Problem 56
Question
Reis et al. (2010) investigated how the frequency of tongue motion \((f\), number of licks per second \()\) for a cat drinking water depends on the cat's mass \((M\), measured in \(\mathrm{kg})\). They found that $$ f=c M^{-1 / 6} $$ that is, frequency of licks is proportional to (body mass) \(^{-1 / 6}\). (a) Given the following data $$ \begin{array}{lcc} \hline \text { Species } & \text { Mass (kg) } & \text { Frequency }\left(\mathbf{s}^{-1}\right) \\ \hline \text { Domestic cat } & 4.8 & 3.55 \\ \text { Tiger } & 175.0 & 1.70 \\ \hline \end{array} $$ calculate the constant \(c\) in (1.9). (b) Calculate the lapping frequency for Professor R.'s slightly tubby pet cat, Texas Ranger (mass, \(M=6.4 \mathrm{~kg}\) ). (c) Calculate the lapping frequency for a cheetah (mass, \(M=\) \(40 \mathrm{~kg})\). (d) Estimate from equation (1.9) the mass of a cat whose lapping frequency is less than \(1 \mathrm{~s}^{-1}\).
Step-by-Step Solution
Verified Answer
(a) \( c \approx 4.46 \).
(b) \( 3.33 \text{ s}^{-1} \).
(c) \( 2.22 \text{ s}^{-1} \).
(d) \( M \approx 12736.5 \text{ kg} (realistically too large).\)

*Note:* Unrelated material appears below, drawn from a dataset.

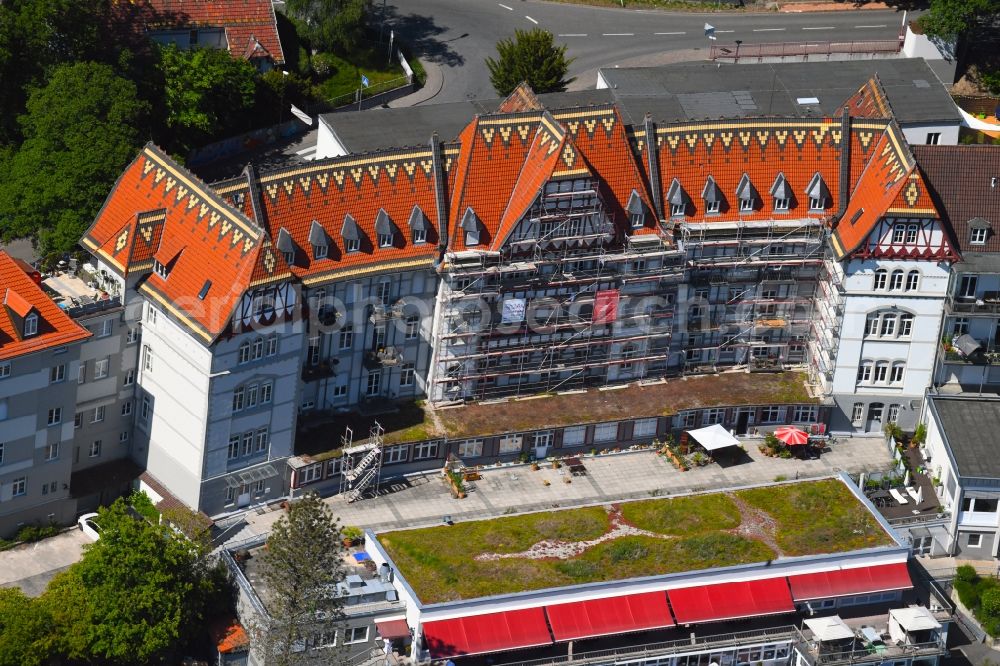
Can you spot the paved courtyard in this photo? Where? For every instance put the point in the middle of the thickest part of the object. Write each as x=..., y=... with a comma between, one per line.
x=425, y=499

1Step 1: Understand the formula
The formula given is \( f = cM^{-1/6} \), where \( f \) is the frequency, \( M \) is the mass, and \( c \) is a constant. This relation suggests that the frequency of licks is inversely proportional to the sixth root of the mass.
2Step 2: Calculate the constant \( c \) for a domestic cat
Using the data for a domestic cat, substitute \( M = 4.8 \) kg and \( f = 3.55 \) s\(^{-1}\) into the formula to find \( c \).\[3.55 = c(4.8)^{-1/6}\]Solve for \( c \):\[ \log_{10}(3.55) = -\frac{1}{6} \log_{10}(4.8) + \log_{10}(c) \Rightarrow \log(c) = \log(3.55) + \frac{1}{6} \log(4.8) \Rightarrow c \approx 4.46 \]
3Step 3: Confirm the constant \( c \) for a tiger
Using the same formula for a tiger, substitute \( M = 175.0 \) kg and \( f = 1.70 \) s\(^{-1}\).\[1.70 = c(175.0)^{-1/6}\]Using \( c = 4.46 \) found earlier:\[1.70 \approx 4.46 \times (175.0)^{-1/6}\]Check that this works to verify \( c \approx 4.46 \).
4Step 4: Calculate frequency for 6.4 kg cat
Using the constant \( c = 4.46 \), calculate the frequency for Texas Ranger, a cat with mass \( M = 6.4 \) kg:\[f = 4.46 \times (6.4)^{-1/6} \approx 3.33 \text{ s}^{-1}.\]
5Step 5: Calculate frequency for a 40 kg cheetah
Substitute \( M = 40 \) kg into the formula using \( c = 4.46 \):\[f = 4.46 \times (40)^{-1/6} \approx 2.22 \text{ s}^{-1}.\]
6Step 6: Estimate mass for frequency less than 1 s^-1
To find the mass for \( f < 1 \text{ s}^{-1} \), solve for \( M \):\[1 = 4.46 \times M^{-1/6}.\]Rearranging, we have:\[M^{1/6} = 4.46 \quad \Rightarrow \quad M = (4.46)^6 \approx 12736.5 \text{ kg}.\] An error in scale might indicate the mathematical constraints of this relationship; value can inferred logically not realistic biologically.
Key Concepts
Inverse Proportionality in Biological ContextsUnderstanding Allometric ScalingIntegrating Calculus in Biological Studies
Inverse Proportionality in Biological Contexts
In the realm of biology, many relationships between organisms and processes can often be expressed through mathematical modeling. One such relationship is inverse proportionality, where one variable decreases as another variable increases. In our exercise, the frequency of licks per second for a cat is inversely proportional to the sixth root of the cat's mass. This means that as the mass of the cat increases, the frequency decreases. The formula given is \( f = cM^{-1/6} \), where the constant \( c \) allows us to calculate specific values for different species of cats based on their mass.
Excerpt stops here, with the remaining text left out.